The above principles can also be applied to other asset areas, such as loans and insurance.

If, for example, one spouse pays the loan installment for a loan of the other spouse, then without the addition of further circumstances a free gift, i.e. a gift of the loan installments (interest and repayment portion), will have to be assumed. However, if the loan is for the family home, an argument can be made,
that a tax-exempt indirect gift of the family home has been made (Sec. 13 (1) No. 4a ErbStG).

A gift may also exist if one spouse pays the premiums of an insurance policy for which the other spouse is the policyholder. Often
However, it must be examined here whether these are already non-taxable benefits within the framework of the statutory maintenance obligation (§ 1353 BGB) or tax-exempt maintenance payments in accordance with § 1353 BGB. § 13 para. 1 No. 12 Inheritance Tax Act.
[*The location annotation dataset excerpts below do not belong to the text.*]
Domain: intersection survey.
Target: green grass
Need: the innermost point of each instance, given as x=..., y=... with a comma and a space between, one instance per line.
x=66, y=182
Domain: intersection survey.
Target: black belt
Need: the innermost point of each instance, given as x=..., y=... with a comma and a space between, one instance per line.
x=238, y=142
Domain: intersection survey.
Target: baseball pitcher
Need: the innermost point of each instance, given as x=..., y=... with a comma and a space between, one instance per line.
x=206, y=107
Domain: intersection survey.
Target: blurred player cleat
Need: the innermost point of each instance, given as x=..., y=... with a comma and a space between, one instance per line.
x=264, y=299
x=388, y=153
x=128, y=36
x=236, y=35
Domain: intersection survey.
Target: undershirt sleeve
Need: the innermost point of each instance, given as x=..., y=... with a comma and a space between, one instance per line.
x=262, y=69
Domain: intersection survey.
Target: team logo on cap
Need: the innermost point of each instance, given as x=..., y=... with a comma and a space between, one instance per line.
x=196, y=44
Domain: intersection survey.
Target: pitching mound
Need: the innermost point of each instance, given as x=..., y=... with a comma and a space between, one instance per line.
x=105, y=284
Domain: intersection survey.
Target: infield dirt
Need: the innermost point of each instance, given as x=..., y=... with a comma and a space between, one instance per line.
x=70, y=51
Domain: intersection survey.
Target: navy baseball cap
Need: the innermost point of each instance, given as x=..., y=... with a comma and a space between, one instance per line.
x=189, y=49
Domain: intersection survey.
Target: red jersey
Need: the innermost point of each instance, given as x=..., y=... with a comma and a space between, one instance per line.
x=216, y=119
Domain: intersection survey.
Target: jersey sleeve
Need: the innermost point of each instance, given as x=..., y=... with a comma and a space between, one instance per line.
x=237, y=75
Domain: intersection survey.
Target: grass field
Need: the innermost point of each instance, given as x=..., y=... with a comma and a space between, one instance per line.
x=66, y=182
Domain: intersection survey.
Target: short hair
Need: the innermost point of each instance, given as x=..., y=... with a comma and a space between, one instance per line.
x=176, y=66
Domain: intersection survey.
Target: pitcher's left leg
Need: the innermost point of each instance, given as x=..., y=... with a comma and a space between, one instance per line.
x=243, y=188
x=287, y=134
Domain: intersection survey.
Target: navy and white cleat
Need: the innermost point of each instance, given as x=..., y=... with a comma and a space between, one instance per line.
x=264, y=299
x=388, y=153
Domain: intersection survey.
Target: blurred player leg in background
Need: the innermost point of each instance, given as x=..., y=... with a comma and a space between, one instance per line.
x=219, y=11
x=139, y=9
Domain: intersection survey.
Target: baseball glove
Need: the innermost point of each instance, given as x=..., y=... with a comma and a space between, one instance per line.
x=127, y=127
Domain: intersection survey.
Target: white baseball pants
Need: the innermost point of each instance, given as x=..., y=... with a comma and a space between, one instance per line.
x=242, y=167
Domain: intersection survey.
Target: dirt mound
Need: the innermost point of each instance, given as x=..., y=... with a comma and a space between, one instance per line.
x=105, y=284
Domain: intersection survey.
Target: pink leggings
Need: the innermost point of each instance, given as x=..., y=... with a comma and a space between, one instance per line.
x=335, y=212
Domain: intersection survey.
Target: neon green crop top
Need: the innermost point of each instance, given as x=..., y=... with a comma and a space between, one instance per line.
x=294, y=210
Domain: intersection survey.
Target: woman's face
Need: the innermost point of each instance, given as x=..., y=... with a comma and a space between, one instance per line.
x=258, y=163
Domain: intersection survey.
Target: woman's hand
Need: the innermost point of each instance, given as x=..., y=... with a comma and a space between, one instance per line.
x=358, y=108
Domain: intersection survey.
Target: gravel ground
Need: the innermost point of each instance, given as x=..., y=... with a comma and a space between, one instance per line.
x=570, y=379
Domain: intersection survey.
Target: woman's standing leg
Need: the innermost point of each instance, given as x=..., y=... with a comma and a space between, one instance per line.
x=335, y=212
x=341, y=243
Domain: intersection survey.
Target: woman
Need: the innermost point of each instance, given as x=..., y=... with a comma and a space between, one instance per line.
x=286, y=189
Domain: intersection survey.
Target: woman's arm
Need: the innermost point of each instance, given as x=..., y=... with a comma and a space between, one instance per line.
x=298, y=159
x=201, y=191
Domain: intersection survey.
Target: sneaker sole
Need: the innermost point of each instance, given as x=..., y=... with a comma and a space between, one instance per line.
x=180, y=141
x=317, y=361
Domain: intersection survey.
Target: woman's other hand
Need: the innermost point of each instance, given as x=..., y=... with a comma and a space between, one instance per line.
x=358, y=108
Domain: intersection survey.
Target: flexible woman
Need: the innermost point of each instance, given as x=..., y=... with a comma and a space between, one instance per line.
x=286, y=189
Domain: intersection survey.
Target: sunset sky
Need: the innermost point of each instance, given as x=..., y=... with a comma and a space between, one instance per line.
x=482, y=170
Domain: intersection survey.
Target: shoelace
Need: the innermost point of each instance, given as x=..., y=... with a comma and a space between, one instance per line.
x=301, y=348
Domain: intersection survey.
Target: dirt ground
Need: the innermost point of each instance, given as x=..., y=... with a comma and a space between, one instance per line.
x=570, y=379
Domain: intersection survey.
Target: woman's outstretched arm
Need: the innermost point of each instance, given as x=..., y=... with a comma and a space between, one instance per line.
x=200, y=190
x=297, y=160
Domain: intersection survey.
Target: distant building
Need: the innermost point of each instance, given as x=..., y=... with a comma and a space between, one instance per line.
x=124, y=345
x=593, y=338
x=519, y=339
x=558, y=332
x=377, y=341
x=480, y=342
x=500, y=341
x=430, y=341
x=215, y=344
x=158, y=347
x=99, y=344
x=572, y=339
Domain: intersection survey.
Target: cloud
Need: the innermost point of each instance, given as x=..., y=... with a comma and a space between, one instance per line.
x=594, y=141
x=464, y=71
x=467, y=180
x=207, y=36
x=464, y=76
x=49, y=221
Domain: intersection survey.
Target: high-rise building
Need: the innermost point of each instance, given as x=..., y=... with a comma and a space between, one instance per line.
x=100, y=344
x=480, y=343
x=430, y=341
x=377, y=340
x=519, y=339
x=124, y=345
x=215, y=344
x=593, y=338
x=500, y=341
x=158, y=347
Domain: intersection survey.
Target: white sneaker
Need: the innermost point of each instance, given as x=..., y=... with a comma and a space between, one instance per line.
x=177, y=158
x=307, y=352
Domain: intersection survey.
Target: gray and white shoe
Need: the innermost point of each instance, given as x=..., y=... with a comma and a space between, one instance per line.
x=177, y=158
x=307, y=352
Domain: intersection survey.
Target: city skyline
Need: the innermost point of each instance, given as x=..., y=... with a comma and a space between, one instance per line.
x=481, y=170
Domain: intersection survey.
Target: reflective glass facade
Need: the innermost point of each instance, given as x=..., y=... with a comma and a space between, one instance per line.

In addition, in the case of insurance policies, the question also arises as to when a pecuniary benefit is obtained from an insurance policy and at what point in time the permissive
gift, i.e. a donation, has been made. In the case of life insurance policies, for example, the benefit is not obtained by the beneficiary until the time of the insured person’s death and is only then considered an acquisition upon death.

6. salary payments, bonuses and bonus payments

If salary payments, bonuses and royalty payments for one spouse are paid into a joint account of the spouses, the following offers itself in practice
Differentiation on:

Salary payments to a joint account are generally not relevant for gift tax purposes. To the extent that the non-salaried spouse has this money at his or her disposal, it is generally enrichment that qualifies as a non-taxable alimony award. In principle, this is not a gift, but a benefit that is owed as part of the marital maintenance obligation (§ 1353 of the German Civil Code).

Bonuses and bonus payments may be paid into a joint account/deposit of the spouses in accordance with the provisions set forth in sec. 2 principles mentioned above. If the tax authorities claim that the spouse who does not receive the bonus or bonus is enriched free of charge, the tax authorities shall bear the burden of proof for the existence of a gift.

7. tax refunds

Income tax refunds and payments are also made the subject of tax procedural disputes.

This case may become relevant in particular if both spouses earn their own income and are assessed individually and the tax liability of both spouses is (only) settled by one spouse.

The same may apply if a tax refund concerning both spouses is (only) transferred to an (individual) account of one spouse.

8. recommendations for practice

Written documentation of what is intended (“clarification agreement”) prior to execution of the relevant transactions is generally recommended. I.d.R.
this is sufficient to satisfy a required burden of proof. In individual cases, unwanted gifts can be prevented by certain measures, such as the so-called “Güterstandsschaukel” (property regime swing)
(termination of the community of accrued gains with offsetting of gratuitous gifts against the accrued gains to be offset) can be eliminated retroactively.

If it subsequently becomes known that gratuitous gifts constitute taxable gifts or if there are doubts about this, they can be disclosed to the tax authorities in accordance with the general principles.

Any relevance for gift tax purposes depends on the amount of the gift and the gift tax allowances still available.

The experts in our practice group will be happy to advise you.